Death, Cake & The Traveling Sales Professionals Head Back to The Office
/By Russ Riendeau: Dateline, June 10: Somewhere in the rainforests of northwest of Chicago, Illinois.
This prehistoric reptile you see above, found it's way to within five feet of my favorite porch chair, a few mornings ago. With the shell at about 13 inches long, this snapping turtle could be 25-35 years old, on her way to 75-100 years old. She will outlive me.
With a face perfect for radio, she starred me down like I'd just snatched the last Klondike Bar from her cooler.

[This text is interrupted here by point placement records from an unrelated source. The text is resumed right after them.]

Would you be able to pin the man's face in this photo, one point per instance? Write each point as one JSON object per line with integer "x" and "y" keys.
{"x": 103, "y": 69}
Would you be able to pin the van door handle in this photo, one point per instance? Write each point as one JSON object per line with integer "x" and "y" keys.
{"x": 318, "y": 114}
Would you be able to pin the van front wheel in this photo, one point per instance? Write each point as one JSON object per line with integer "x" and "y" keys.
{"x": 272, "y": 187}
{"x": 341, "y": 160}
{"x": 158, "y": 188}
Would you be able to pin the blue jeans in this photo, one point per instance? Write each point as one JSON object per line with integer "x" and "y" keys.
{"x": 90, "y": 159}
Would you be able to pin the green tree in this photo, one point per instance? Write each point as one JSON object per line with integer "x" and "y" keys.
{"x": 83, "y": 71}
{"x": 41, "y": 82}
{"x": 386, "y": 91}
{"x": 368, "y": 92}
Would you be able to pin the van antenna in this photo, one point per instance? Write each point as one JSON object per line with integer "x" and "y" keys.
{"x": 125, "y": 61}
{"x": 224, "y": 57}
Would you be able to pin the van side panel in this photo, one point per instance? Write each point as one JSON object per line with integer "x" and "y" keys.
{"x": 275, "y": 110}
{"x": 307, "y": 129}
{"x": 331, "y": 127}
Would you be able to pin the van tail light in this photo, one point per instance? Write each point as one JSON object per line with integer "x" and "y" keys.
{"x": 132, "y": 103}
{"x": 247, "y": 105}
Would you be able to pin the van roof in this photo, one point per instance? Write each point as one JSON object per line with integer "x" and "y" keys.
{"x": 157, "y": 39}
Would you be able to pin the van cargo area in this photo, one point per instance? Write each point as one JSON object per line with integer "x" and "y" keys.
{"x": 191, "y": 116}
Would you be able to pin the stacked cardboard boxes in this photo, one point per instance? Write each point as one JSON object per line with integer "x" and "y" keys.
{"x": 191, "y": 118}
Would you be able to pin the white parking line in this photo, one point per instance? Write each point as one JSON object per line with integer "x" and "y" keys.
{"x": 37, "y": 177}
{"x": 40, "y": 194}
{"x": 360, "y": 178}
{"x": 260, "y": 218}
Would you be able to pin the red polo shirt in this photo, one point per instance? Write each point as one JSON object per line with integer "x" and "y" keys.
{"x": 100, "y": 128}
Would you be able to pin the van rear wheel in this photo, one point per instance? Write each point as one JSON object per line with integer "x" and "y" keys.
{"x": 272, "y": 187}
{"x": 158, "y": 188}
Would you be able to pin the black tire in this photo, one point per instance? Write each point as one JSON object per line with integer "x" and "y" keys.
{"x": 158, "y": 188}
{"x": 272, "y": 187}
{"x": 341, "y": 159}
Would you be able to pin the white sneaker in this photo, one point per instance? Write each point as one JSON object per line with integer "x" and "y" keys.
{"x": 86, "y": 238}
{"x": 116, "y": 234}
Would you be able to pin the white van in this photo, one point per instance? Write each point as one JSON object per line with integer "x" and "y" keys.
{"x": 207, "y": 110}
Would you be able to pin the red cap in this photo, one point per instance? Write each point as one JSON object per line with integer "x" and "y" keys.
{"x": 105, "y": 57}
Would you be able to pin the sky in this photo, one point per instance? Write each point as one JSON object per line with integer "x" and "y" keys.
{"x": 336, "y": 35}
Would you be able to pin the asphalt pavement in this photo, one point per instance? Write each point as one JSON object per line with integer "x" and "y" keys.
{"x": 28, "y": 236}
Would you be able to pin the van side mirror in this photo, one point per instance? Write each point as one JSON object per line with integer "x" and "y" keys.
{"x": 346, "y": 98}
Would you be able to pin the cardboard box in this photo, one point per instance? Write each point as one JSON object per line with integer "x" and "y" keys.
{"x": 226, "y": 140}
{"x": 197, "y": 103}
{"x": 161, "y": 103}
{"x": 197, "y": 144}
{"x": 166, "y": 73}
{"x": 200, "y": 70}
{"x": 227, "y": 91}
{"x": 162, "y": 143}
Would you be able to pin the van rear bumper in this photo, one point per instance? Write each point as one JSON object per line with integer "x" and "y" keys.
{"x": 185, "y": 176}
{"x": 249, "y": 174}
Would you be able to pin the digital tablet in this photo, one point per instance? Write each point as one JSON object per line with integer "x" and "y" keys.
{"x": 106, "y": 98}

Ever so slowly I knelt down, attempting to get close enough for a nice "graduation photo," or should I say a "shell...fie" while remaining far enough away to escape her seductive good looks and jaws that crush broom handles like pretzel rods. And, despite having run a PB 5:35 mile in high school, I still was queasy about being able to run fast enough from this snapping turtle that had just laid 25 eggs (90% won't make it a year in the wild) in our flower garden, probably not feeling like having her picture taken. The little razor sharp white fangs under her chin, by the way, is not a bow tie, but special teeth to gnaw their way out their shells.
Motivation to excel in something is easy to find, if the activity is intrinsically wired into your internal being. Gnawing your way out of a thick shell after being buried for nearly two months, waiting for your fangs to come in may motivate turtles. Intrinsic motivation, at it's best, in Darwinian terms. Not many 5-year olds are thinking " I want to be a dentist...I want to work at the DMV....I would love a job rodding restaurant grease traps." These kids are contemplating movement and gratification of all kinds in exploring their world. The activities involving something one loves to do are innate. We doesn't first calculate the return or average income to decide whether or not we would pursue the hobby.
Professional selling is certainly tied into intrinsic motivation--despite rumors that sales professionals are in it for one primary reason: money. Selling as a profession is hard work, exhausting work, that demands extreme amounts of preparation and planning sessions, the ability to be "on" all the time, and engaging in active listening at all times to both project interest and to be on watch for buying clues. The time spent traveling, as well, takes a physical and mental toll on all professionals and sales people are no exception. Pressures and logistics of making appointments on the faith of the airlines schedule, transportation, security issues, traveling with products, maintaining a professional appearance and looking confident, crisp, is not easy going being in hot planes, cars, ubers and trains.
Travel is exhausting. Remember this old humorous story?:
Poor Phil, a 40-year old traveling sales professional is lying as dead as a cold lead, in his coffin. His wake is attended by many.
An old friend stands over Phil while talking to Phil’s boss right beside him and says, “Wow, Phil was so young and he looks so good. What did he have?”
“South Dakota and part of Iowa,” the boss says, shaking his head.
In today's technology-driven world, there are more and more ways to reduce the amount of time sales and management professionals spend on planes, in rental cars and sitting in airports. Justin Ross-Marsh's book: The Machine, makes a compelling pitch to shift the way leaders are starting to hire, train and coach sales professionals from the inside of the office and away from knocking on hinged doors to knocking on cyber doors. This shift purports that sales professionals can be more efficient, more streamlined and earn more money and sales with better systems. And the customers? Well, they're already ready for the cyber door call. They don't want to see the sales person too soon. They are gathering their data and when ready, they'll meet.
Whether you buy-in to this potential shift of the inside out sales person, there is compelling evidence it is happening--and it's working.
As more competition shifts to a more robust web presence, interactive websites, and automatic ordering and allowing customers to access inventory numbers (much like Federal Express pioneered in the 1990s), we all will have to consider when we shift.
For now, managers can start to train and recruit sales people that have the proven qualities of a sales process or system that they can utilize in many different industries.
Does your sales team have the teeth to gnaw out of their sales shell long underground and find their way to the sun and the water? Will they be in the 10% that survive and thrive? (Like the nice tie-into the turtle picture metaphor, eh?)
The strong won't survive-- the adaptable will.